Una squadra che diverte e sa divertirsi. Una prerogativa spesso cercata da ogni allenatore ma che, nello specifico, non viene curata così nei minimi dettagli portandola ad una subdola variante con il risultato del campo a fare da padrone. Si perché i presidenti, soprattutto in Serie A, sommano i punti come unico specchio del lavoro di un tecnico ignorando molto spesso quello che quest'ultimo ha potuto o sta dando alla squadra in termini di crescita individuale e di collettivo.
Serve pazienza cari presidenti. La storia insegna che anche tra i più vulcanici sono state fatte delle eccezioni e, se così non fosse stato, ora non saremmo qui a parlare di tattica e spiccata bravura nella gestione del gruppo che un allenatore come Massimiliano Allegri è riuscito a sviluppare negli anni milanisti prima e juventini poi. Lui che era sull'orlo del licenziamento dopo le prime cinque sconfitte sulla prima panchina in Serie A con il Cagliari ed il presidente Cellino, personaggio tutt'altro che tenero con i propri dipendenti, ha saputo intuire.
Il curriculum nella vita ha sì un ruolo importante, ma non è tutto. Spesso le grandi si affidano ad allenatori che hanno avuto una spiccata carriera da giocatore o che godono di un credito su passate panchine dopo avevano dimostrato delle buoni doti relazionali e di risultati. Ma il calcio è cambiato. I ragazzi di oggi hanno più bisogno rispetto alle passate generazioni di essere assecondate ed entrare piano piano nelle loro teste per rendere ad assimilare concetti che li porteranno a migliorarsi come giocatori e come uomini.
I dictat di ieri non saranno mai più ascoltati con la stessa dedizione. In tutto ciò un manager come Mourinho sta clamorosamente pagando dazio e fallendo il suo lavoro con lo United. Serve rinnovarsi. Serve avere idee precise ma non solo. Bisogna saperle trasmettere con eccellente efficacia e passione. Solo così i giocatori di oggi, seppur con minori capacità tecniche rispetto al passato, riusciranno a tirare fuori il meglio di loro stessi ed sviluppare la loro carriera in linea con il blasone del loro club di appartenenza.

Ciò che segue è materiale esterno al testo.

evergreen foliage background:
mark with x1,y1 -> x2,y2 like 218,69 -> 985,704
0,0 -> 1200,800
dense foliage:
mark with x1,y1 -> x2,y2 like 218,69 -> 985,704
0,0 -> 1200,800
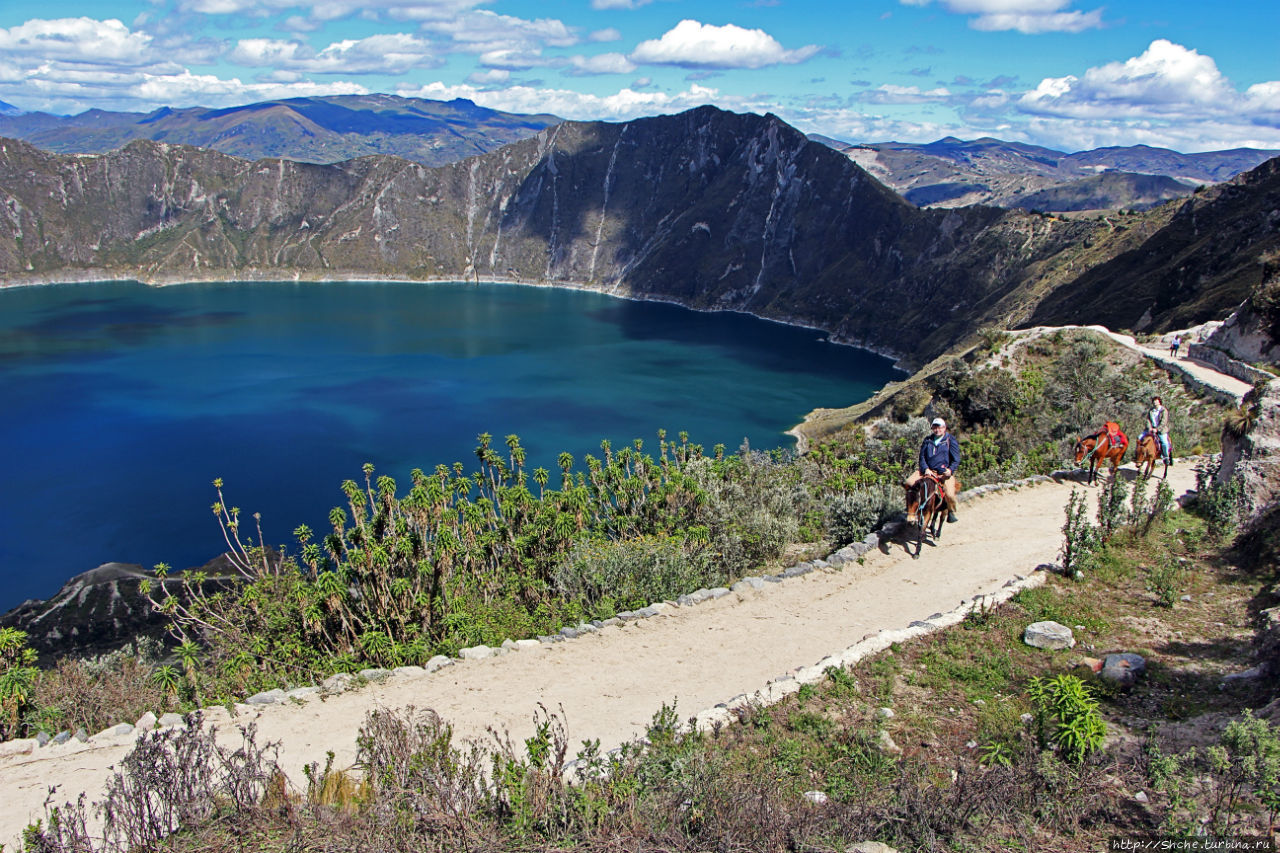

Ed allora serve un allenatore che sappia coniare al meglio bel gioco, ma soprattutto passione unita ad una preparazione nei dettagli sfrenata per il proprio lavoro.
E Roberto De Zerbi è già l'uomo giusto per tutto questo. L'ascesa di questo tecnico non è casuale. La sua idea di calcio è ben precisa ma nello stesso tempo camaleontica in base all'avversario. Già a tempi del Foggia e del Palermo si era intuito che fosse un mister diverso dagli altri ma è con il fanalino di coda Benevento nella passata stagione che ottenne il massimo da un gruppo praticamente già retrocesso.
Nonostante essere subentrato a campionato già compromesso, ha manifestato una spiccata empatia con giocatori già praticamente quasi certi della retrocessione. Un lavoro che fortunatamente non è passato inosservato al Sassuolo che lo ingaggia e fa benissimo. Dopo 16 giornate di campionato i neroverdi sono in zona Europa League ma ciò che balza all'occhio e che, nonostante i cambi di modulo e di interpreti, lo sviluppo dell'azione è sempre fluido e feroce nell'atteggiamento. E anche cinico come accaduto ieri nella trasferta di Frosinone.
Come ogni lavoro c'è bisogno di gavetta certo, ma le qualità mostrate da questo giovane tecnico si abbinano perfettamente con il momento storico tecnico e psicologico degli interpreti in campo. E allora perché aspettare? Soprattutto se le guide tecniche delle grandi, Juventus e Napoli a parte, non hanno dimostrato queste peculiarità. Serve ritornare ad insegnare calcio e chi è portato a farlo deve essere premiato.
Anche l'altezzosa Premier League non si è ritenuta esente dal farlo.